How to replace whitespaces with underscore?

Asked 17/6, 2009 at 14:41 Answered 28/11, 2021 at 6:25

312

I want to replace whitespace with underscore in a string to create nice URLs. So that for example:

"This should be connected"

Should become

"This_should_be_connected"

I am using Python with Django. Can this be solved using regular expressions?

Iterate answered 17/6, 2009 at 14:41 Comment(1)

How can this this be achieved in django template. Is there any way to remove white spaces. Is there any built in tag/filter to do this? Note: slugify doesn't gives the desired output. – Gitagitel 12/3, 2012 at 17:52

526

You don't need regular expressions. Python has a built-in string method that does what you need:

mystring.replace(" ", "_")

Epigraph answered 17/6, 2009 at 14:44 Comment(8)

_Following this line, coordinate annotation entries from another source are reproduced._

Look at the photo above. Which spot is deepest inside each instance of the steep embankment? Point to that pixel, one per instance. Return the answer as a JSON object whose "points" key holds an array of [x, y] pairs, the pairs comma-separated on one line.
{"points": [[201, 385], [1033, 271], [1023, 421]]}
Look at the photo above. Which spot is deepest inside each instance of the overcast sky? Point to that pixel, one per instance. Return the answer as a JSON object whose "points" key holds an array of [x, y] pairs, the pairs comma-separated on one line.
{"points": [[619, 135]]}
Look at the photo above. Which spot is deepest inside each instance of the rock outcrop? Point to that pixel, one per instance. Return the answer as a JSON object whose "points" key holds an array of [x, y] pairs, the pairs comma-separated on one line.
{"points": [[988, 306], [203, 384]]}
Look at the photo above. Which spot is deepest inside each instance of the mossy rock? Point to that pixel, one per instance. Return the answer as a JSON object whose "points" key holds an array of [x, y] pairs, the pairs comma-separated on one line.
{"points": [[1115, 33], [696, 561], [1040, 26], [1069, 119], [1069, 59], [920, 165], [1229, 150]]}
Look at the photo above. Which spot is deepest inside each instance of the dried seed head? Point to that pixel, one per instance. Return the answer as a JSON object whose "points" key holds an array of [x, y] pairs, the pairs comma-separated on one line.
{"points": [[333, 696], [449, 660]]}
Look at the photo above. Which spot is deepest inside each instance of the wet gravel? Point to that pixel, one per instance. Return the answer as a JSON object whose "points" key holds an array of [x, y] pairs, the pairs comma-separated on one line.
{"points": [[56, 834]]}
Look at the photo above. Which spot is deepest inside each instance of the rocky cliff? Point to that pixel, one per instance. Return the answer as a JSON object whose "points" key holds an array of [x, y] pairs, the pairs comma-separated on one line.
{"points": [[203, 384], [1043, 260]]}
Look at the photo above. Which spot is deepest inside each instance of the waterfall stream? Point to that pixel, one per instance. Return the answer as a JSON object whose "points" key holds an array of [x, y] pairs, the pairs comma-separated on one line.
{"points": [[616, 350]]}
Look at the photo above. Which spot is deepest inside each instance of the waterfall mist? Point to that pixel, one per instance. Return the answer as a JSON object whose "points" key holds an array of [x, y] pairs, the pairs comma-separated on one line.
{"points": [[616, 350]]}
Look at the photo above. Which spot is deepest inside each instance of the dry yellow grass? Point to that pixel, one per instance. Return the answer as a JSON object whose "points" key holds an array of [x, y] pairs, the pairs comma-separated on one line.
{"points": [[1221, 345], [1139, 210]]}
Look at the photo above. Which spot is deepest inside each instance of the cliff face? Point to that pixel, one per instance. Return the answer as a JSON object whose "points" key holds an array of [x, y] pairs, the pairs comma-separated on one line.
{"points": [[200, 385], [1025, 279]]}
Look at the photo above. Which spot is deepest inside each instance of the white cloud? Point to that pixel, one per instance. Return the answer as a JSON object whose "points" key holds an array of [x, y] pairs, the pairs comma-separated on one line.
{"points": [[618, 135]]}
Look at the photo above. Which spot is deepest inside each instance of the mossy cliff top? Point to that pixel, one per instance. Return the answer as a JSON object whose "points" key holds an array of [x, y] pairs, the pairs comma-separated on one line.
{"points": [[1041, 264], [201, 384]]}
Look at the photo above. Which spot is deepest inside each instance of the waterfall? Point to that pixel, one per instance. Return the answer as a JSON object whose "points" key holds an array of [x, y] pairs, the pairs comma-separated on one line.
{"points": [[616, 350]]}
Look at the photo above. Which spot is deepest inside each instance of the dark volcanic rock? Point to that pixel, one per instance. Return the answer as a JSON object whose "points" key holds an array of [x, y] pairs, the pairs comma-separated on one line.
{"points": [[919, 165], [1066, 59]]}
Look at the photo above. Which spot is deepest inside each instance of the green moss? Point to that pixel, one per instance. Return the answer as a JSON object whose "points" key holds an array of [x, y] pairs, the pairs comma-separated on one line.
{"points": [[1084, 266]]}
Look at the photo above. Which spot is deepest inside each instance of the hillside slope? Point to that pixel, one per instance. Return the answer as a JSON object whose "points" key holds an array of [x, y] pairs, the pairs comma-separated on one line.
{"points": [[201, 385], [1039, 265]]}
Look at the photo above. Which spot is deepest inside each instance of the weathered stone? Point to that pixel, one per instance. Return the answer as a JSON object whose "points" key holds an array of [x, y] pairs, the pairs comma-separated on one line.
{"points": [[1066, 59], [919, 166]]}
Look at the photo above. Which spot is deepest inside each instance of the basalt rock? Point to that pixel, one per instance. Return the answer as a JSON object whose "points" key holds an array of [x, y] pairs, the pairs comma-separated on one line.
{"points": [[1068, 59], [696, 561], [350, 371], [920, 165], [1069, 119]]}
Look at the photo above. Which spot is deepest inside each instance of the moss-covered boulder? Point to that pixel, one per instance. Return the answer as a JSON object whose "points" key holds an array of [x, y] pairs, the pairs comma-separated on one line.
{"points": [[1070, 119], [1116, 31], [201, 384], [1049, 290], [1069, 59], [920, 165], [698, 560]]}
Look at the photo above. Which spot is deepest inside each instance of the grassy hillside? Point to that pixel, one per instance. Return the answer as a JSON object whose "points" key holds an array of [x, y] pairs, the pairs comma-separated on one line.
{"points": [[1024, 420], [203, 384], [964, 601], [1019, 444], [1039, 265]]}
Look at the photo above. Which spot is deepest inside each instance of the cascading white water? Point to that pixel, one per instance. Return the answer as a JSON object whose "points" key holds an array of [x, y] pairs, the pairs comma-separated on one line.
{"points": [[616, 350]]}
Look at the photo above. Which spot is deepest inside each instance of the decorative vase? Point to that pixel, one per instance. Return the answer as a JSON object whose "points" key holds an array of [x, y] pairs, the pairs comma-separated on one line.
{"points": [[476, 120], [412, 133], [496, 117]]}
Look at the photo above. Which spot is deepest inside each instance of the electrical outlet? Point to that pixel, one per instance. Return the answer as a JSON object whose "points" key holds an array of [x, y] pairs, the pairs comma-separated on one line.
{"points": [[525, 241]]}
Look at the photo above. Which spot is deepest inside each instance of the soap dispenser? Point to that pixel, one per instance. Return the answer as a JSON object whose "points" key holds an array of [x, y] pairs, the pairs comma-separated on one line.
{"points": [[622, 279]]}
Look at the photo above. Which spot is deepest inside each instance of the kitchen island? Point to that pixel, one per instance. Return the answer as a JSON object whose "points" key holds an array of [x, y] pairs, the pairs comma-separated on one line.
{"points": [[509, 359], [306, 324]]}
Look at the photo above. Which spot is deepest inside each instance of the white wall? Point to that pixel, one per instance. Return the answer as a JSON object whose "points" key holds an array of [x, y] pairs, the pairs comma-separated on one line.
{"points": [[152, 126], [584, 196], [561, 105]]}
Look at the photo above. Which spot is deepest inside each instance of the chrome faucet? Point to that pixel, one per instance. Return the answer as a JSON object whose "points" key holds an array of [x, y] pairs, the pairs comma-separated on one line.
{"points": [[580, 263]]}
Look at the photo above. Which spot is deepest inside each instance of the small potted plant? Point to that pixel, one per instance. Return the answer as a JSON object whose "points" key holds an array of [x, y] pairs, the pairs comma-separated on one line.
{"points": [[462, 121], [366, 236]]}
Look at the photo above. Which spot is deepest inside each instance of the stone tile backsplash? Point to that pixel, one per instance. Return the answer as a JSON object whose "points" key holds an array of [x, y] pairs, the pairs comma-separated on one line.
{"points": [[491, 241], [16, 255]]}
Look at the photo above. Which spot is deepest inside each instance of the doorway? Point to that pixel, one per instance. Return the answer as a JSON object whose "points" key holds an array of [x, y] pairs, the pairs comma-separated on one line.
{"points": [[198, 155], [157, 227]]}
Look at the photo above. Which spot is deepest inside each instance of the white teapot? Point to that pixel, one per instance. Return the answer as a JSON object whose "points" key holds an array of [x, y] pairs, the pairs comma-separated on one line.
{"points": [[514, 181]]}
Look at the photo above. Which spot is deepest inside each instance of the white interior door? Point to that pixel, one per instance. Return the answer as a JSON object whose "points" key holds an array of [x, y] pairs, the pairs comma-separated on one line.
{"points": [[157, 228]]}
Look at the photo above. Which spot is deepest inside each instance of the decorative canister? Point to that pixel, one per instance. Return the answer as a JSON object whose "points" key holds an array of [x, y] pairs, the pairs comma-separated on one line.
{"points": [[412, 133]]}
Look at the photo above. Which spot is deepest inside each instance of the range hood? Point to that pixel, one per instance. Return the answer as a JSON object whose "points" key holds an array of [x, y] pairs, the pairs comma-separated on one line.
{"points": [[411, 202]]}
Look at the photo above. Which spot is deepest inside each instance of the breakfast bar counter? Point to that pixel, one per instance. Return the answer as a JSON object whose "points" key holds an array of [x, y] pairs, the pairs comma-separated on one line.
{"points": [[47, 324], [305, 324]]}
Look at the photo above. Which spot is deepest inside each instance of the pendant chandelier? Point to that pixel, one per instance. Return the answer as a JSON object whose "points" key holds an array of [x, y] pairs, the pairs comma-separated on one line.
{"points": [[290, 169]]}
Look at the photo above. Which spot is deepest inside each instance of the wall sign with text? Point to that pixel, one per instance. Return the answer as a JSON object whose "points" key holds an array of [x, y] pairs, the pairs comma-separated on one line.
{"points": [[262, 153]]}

This doesn't work with other whitespace characters, such as \t or a non-breaking space. – Impala 17/6, 2009 at 15:49

Yes you are correct, but for the purpose of the question asked, it doesn't seem necessary to take those other spaces into account. – Epigraph 17/6, 2009 at 17:39

do I need to import anything for this to work? I get the following error: AttributeError: 'builtin_function_or_method' object has no attribute 'replace' – Scatology 31/10, 2012 at 2:23

Probably the variable that you called replace on, was not a string type. – Stithy 10/8, 2015 at 9:10

This answer could be confusing, better write it as mystring = mystring.replace(" ", "_") as it doesn't directly alter the string but rather returns a changed version. – Neely 2/11, 2018 at 9:37

Thanks, This is working. Would be better if written like: mystring = mystring.replace(" ", "_") – Tennilletennis 9/10, 2019 at 11:15

does not work with non-breaking spaces, use re.sub(r"\s+", '', content) instead – Winny 9/11, 2019 at 16:44

Whitespace >>>> literal space character. The question title explicitly states "whitespace"; the question content then reiterates that. As @Winny suggests, re.sub(r'\s+', '_', content) is the canonical solution. And yet again the best answer is a comment with two upvotes. </facepalm> – Voiceless 31/3, 2022 at 5:24

113

Replacing spaces is fine, but I might suggest going a little further to handle other URL-hostile characters like question marks, apostrophes, exclamation points, etc.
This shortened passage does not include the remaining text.